Actualité - Togo


Togo : Difficile cohabitation entre les Kabyè et les Kotokoli

Deux peuples cousins qui ne s'aiment pas. C'est la triste réalité entre les Kabyè (deuxième ethnie du Togo) et les Kotokoli. Et pourtant, l'histoire raconte que les Kotokoli et les Kabyè auraient un ancêtre commun d'autant puisque les deux peuples parlent presque la même langue avec des nuances.



Pascal Bodjona, Ministre d'Etat de l'administration territoriale

Le désamour serait parti de l'avènement du président Eyadéma (un Kabyè) au pouvoir. A tort, les Kotokoli ont perçu dans l'arrivée d'un Kabyè au pouvoir la perte de leur présumée suprématie dans le Nord.

En réalité, si déclin des Kotokoli il y a eu, cela résulterait à notre avis de la déscolarisation en pays kotokoli où les enfants dès le jeune âge sont orientés vers le coran alors que les jeunes Kabyè se dirigent vers l'école. Résultat, le pays kabyè a produit de nombreux cadres alors qu'à l'opposé, les cousins Kotokoli fatigués par la lecture du coran ne trouvent mieux qu’à embrasser que le métier de chauffeur.

En effet, dans le Nord, Sokodé a connu l'école avant le pays Kabyè. Malheureusement, ce sont les Lossos, les Kabyès les Lamba, les Mossi, les Moba, etc. qui fréquentaient le lycée moderne de Sokodé, le plus vieil établissement secondaire dans le Nord. Le clivage dans la scolarisation a fini par créer le malaise entre les deux groupes ethniques qui ne cachent plus leur animosité réciproque.
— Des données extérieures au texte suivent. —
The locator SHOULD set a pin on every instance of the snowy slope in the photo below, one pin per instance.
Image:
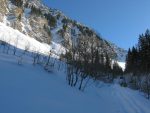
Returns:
(30, 89)
(122, 65)
(21, 41)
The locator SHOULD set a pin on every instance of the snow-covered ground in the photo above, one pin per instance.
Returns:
(122, 65)
(30, 89)
(21, 41)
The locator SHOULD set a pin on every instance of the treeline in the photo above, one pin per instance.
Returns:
(138, 63)
(18, 3)
(86, 61)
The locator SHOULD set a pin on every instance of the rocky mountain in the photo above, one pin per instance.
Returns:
(47, 25)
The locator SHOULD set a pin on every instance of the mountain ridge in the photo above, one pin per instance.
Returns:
(48, 25)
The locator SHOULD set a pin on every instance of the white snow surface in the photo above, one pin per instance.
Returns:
(21, 41)
(122, 65)
(29, 89)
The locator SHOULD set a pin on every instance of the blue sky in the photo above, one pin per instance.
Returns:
(119, 21)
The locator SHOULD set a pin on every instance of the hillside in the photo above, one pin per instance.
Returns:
(29, 89)
(48, 25)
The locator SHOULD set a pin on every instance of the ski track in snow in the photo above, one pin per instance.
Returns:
(30, 89)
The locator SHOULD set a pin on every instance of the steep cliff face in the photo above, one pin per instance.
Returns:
(48, 25)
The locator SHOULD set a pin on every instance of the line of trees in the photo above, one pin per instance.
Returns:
(138, 63)
(85, 61)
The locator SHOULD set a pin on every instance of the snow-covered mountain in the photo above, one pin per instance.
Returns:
(49, 26)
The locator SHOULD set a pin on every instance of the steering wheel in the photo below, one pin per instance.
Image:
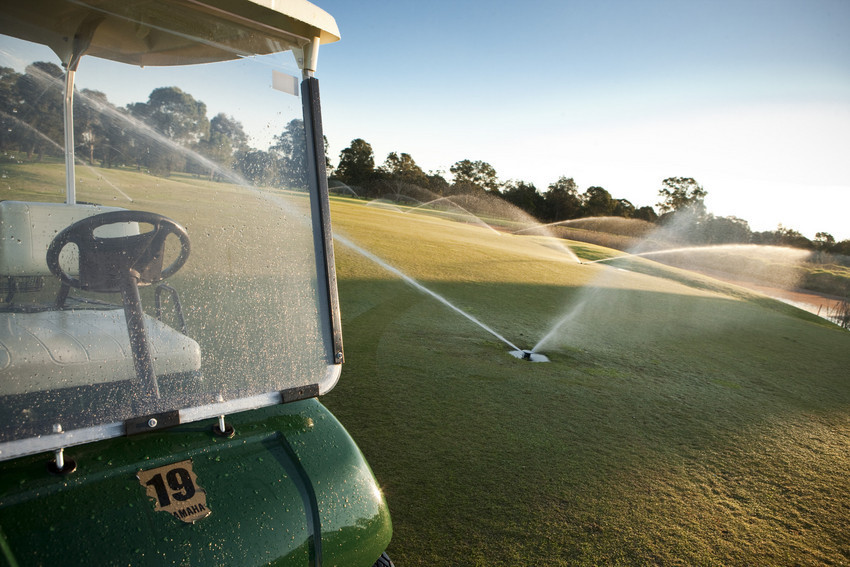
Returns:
(107, 263)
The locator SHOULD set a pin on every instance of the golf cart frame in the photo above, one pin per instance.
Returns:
(150, 419)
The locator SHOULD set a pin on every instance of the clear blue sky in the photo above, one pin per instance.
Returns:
(750, 97)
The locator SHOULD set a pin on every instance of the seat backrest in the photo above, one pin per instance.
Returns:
(28, 228)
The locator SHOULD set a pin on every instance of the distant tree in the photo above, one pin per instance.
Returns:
(525, 196)
(89, 130)
(9, 101)
(437, 183)
(824, 240)
(258, 167)
(646, 213)
(623, 208)
(41, 96)
(403, 168)
(597, 202)
(290, 147)
(561, 201)
(680, 194)
(724, 230)
(475, 175)
(356, 163)
(227, 139)
(178, 117)
(782, 236)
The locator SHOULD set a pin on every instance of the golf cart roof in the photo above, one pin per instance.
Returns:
(143, 33)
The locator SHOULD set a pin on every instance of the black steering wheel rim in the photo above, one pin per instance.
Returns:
(81, 233)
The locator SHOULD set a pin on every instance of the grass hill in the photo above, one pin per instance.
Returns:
(681, 420)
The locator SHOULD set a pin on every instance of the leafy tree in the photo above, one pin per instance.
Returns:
(258, 167)
(403, 167)
(680, 194)
(41, 89)
(525, 196)
(475, 174)
(89, 131)
(623, 208)
(561, 201)
(723, 230)
(597, 202)
(824, 240)
(178, 117)
(646, 213)
(782, 236)
(356, 163)
(437, 183)
(227, 139)
(9, 126)
(291, 149)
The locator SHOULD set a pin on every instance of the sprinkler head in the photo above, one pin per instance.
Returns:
(529, 355)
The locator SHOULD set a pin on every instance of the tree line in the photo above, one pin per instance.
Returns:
(132, 136)
(562, 199)
(145, 135)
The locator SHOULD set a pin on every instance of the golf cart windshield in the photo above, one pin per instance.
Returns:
(179, 267)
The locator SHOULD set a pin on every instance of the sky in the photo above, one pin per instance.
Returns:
(751, 98)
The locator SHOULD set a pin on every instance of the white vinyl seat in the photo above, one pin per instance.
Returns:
(53, 348)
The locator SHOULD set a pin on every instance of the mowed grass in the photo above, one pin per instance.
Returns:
(682, 421)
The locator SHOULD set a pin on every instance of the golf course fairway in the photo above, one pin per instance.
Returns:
(681, 421)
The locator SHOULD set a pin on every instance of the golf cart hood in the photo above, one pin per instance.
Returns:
(179, 32)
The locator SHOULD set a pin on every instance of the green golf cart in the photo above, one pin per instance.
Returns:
(168, 302)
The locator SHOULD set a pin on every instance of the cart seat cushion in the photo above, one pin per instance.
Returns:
(28, 228)
(78, 347)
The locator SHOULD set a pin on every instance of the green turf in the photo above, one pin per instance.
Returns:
(682, 421)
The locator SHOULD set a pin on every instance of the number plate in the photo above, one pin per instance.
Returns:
(175, 489)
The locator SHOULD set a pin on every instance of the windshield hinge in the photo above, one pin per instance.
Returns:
(299, 393)
(153, 422)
C'est ainsi qu'aux insultes de Kabyè mangeurs de chiens, ces derniers répondirent par Kotokoli fainéants bavards, etc.

Conflits fonciers

Le malaise latent entre les deux peuples a vite fait de déboucher sur des conflits fonciers mineurs vite transformés en conflit politique.

C'est ainsi qu'à la conférence nationale, l'iman Koubadja de Bafilo (qui n'a rien à envier à l'iman Koudou de la Côte d'Ivoire), du haut de la conférence nationale déclare que la préfecture d'Assoli s'étend jusqu'au fleuve Kara! En écho à cet appel anti-Kabyè qui était en vogue dans le pays, les Kotokoli de Fazao déclarent la guerre aux Kabyè de Sotouboua et de Blitta. La guerre eut effectivement lieu et il a fallu l'intervention de feu général Eyadéma pour ramener la paix.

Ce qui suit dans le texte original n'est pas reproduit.